Por otra parte, hay que considerar que la porosidad del suelo impedía grandes obras de infraestructura para la captación y conservación del agua en tiempos de estiaje, por lo que se optaba por “presas provisionales” (tierra, piedras y ramaje), que con la crecida de las avenidas desaparecían. Por ejemplo, en 1928 se comentaba que en Santa María Atzompa (distrito del Centro) que la “práctica se ha seguido desde inmemorial tiempo, [la que] está de acuerdo con las disposiciones del Estado cuando era su jurisdicción”, y seguía siendo utilizado por los pueblos que tenían ejidos en las primeras dos décadas del siglo XX.6 A la par, ya sea cavando pozos o en los terrenos a las orillas de los ríos, se practicaba el riego con cántaros.

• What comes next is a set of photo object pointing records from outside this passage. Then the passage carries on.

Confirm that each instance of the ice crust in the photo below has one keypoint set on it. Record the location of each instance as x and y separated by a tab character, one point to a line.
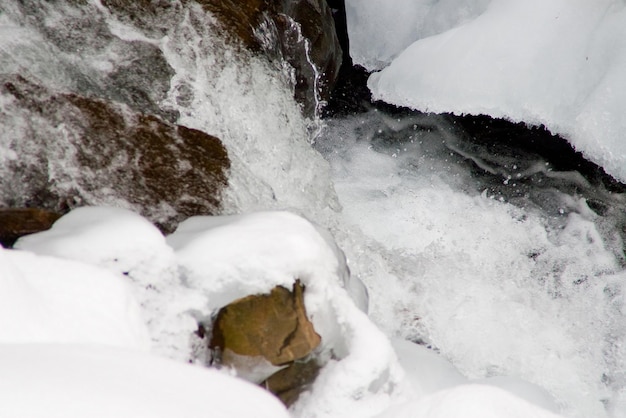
557	63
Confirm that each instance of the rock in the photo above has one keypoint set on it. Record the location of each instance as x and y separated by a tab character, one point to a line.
288	383
17	222
65	150
273	326
301	32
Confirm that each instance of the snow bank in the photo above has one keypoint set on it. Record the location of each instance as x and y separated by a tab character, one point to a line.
72	381
128	245
469	401
559	63
45	299
232	256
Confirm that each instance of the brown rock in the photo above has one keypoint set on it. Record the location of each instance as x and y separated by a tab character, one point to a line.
17	222
274	326
71	150
297	31
288	383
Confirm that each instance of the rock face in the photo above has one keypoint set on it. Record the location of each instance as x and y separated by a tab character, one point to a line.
273	326
68	150
17	222
288	383
302	32
257	333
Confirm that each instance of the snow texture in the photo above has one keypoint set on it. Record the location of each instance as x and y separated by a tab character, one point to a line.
558	63
65	380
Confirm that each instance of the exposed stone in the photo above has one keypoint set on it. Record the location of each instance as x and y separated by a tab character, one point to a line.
273	326
298	31
288	383
17	222
70	151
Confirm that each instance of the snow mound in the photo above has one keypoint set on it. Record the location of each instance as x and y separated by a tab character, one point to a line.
469	401
558	63
72	381
129	246
45	299
229	257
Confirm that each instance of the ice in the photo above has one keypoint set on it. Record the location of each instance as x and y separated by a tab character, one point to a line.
72	381
398	23
556	63
497	289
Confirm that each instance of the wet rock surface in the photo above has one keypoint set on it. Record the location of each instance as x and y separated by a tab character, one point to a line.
69	150
288	383
17	222
268	339
273	326
301	33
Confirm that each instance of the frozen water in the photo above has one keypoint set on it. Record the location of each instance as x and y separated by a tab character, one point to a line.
556	63
499	289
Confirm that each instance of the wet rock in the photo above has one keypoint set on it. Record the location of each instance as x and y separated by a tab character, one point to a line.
288	383
65	150
300	32
17	222
273	327
136	74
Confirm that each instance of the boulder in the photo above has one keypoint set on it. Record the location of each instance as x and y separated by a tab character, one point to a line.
288	383
17	222
273	326
300	32
65	150
268	339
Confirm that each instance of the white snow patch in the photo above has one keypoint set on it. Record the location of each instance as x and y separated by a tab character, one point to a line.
45	299
560	63
76	381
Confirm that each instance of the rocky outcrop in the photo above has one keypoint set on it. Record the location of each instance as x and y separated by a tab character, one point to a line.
288	383
300	32
66	150
17	222
273	326
265	338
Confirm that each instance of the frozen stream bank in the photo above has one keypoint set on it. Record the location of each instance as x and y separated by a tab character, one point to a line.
497	259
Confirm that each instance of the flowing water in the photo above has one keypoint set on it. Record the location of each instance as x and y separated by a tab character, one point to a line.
497	260
500	262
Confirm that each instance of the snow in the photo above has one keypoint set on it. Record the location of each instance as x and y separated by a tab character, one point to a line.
211	261
127	245
557	63
76	380
228	257
49	300
469	401
498	289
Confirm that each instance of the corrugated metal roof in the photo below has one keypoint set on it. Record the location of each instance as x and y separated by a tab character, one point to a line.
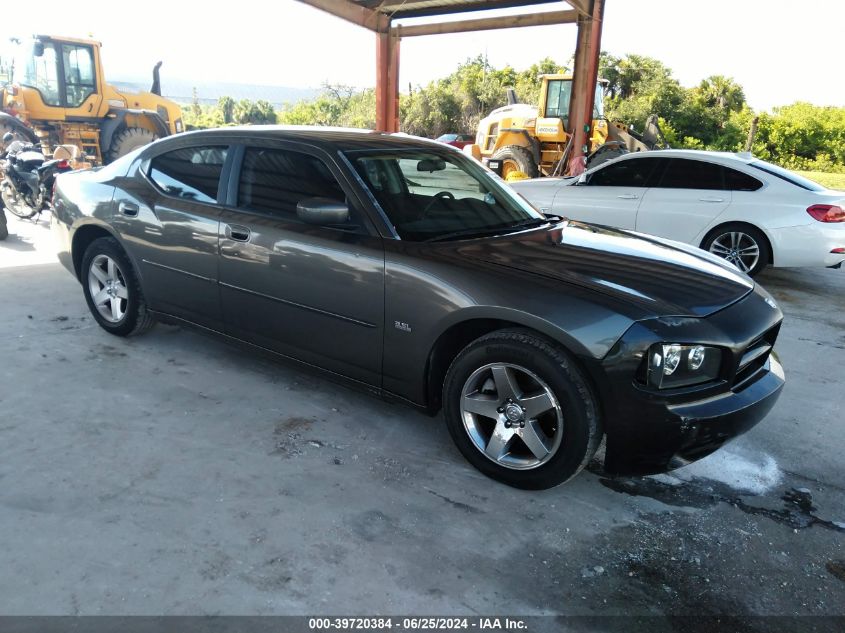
398	9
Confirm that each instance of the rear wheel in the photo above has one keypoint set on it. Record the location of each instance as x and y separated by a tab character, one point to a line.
520	410
516	159
129	139
741	245
112	290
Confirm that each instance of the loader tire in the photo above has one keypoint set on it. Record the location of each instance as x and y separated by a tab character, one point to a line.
515	158
129	139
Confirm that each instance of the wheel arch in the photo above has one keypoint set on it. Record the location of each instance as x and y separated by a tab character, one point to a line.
82	238
723	223
460	333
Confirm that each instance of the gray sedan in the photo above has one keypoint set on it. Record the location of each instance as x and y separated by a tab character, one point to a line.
403	267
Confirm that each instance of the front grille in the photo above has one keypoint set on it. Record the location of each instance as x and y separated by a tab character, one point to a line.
755	356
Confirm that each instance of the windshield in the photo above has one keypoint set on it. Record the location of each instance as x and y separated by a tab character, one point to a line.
788	176
559	95
440	194
37	71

Es así que, además de la temporada de estiaje, los suelos porosos –se consideraban “arenosos” los bordes del río– y sus grandes irregularidades, sumados a un importante número de actores sociales (véase figura 1 al final de este artículo y Tabla 1) que requerían agua (pueblos, haciendas, ranchos, molinos) y al accionar de los intermediarios son elementos importantes que se deben considerar a la hora de analizar el siglo XIX y las primeras décadas del XX –observándolo como un proceso de transición más no de rupturas–. Además, deben tenerse en cuenta las formas en que los distintos actores sociales resolvieron o se adecuaron a estas características geográficas de los Valles Centrales, para hacer uso de los recursos hídricos.

Estructuras agrarias

En los Valles Centrales existieron haciendas, ranchos, rancherías, pueblos indígenas y mixtos, así como trapiches y molinos (véase Tabla 1 y figura 1), tanto en el periodo colonial como en el republicano y revolucionario. Localidades y unidades productivas que contenían una diversidad de población tanto en términos étnicos como socioeconómicos. Casi todas las haciendas de los distritos de Etla, del Centro, de Ocotlán y Zimatlán se encontraban compartiendo el río Atoyac o sus afluentes. Algunas eran cruzadas en sus terrenos por ríos perennes, lo que les permitía defender las servidumbres e incluso traspasarlas cuando se vendía la propiedad. En el caso del distrito de Tlacolula, la mayoría de los pueblos y haciendas utilizaban el río Salado, fuera para riego, para realizar entarquinamiento (Sánchez R., 2018), marcar límites o saciar las gargantas de los humanos y animales (véase la Figura 1 al final del artículo). Y solo en el caso de las haciendas de Alférez, Xaagá, Tanive, ubicadas en el Distrito de Tlacolula, hemos encontrado datos y vestigios físicos de presas de mampostería, las cuales captaban el agua de los arroyos que bajaba de las sierras. La utilización de terrenos de riego no solo era para el maíz o trigo, sino para otros cultivos. Por ejemplo, en 1897, se informaba que, en los distritos del Centro, Ejutla y Etla la caña de azúcar era de riego (Estado, 1897), por lo que los afluentes principales y secundarios eran de suma importancia no solamente para el cultivo, sino también para mover las maquinarias de los ingenios, como en el caso de las haciendas Concepción y Guadalupe (ambas en el valle y distrito de Etla).7

La densidad de actores sociales que se registró en el periodo colonial no varió en demasía a la que encontramos en el siglo XIX y principios del siglo XX (Taylor, 1998, pp. 153-156 y pp. 217-224; Gerhard, 1986, pp. 48-53, 90-93, 147-148, 314-319; Tanck de Estrada, 2005, p. 140 y p. 147; Chassen-López, 2004, pp. 105-121). Podemos apreciar en la Tabla 1 cómo los pueblos eran numéricamente superiores a las haciendas y ranchos, lo que no evitaba una fuerte competencia por los recursos entre los diversos actores sociales, ya fuera en términos colectivos o individuales. Por otro lado, varias haciendas no sobrepasaban las 30 hectáreas (ha), como en el caso de Aguayo (municipalidad de Xoxocotlán, Distrito del Centro);8 algunas otras pasaban de las ocho mil ha, como Matagallinas (Distrito de Zimatlán), Poblete (Distrito de Ejutla) contaba con un poco más de 15 mil; incluso hubo haciendas más grandes como la de El Vergel con más de 30 mil ha, o la Compañía (ambas en el Distrito de Ejutla) con casi 51 mil ha (Chassen-López, 2004, pp. 105-121).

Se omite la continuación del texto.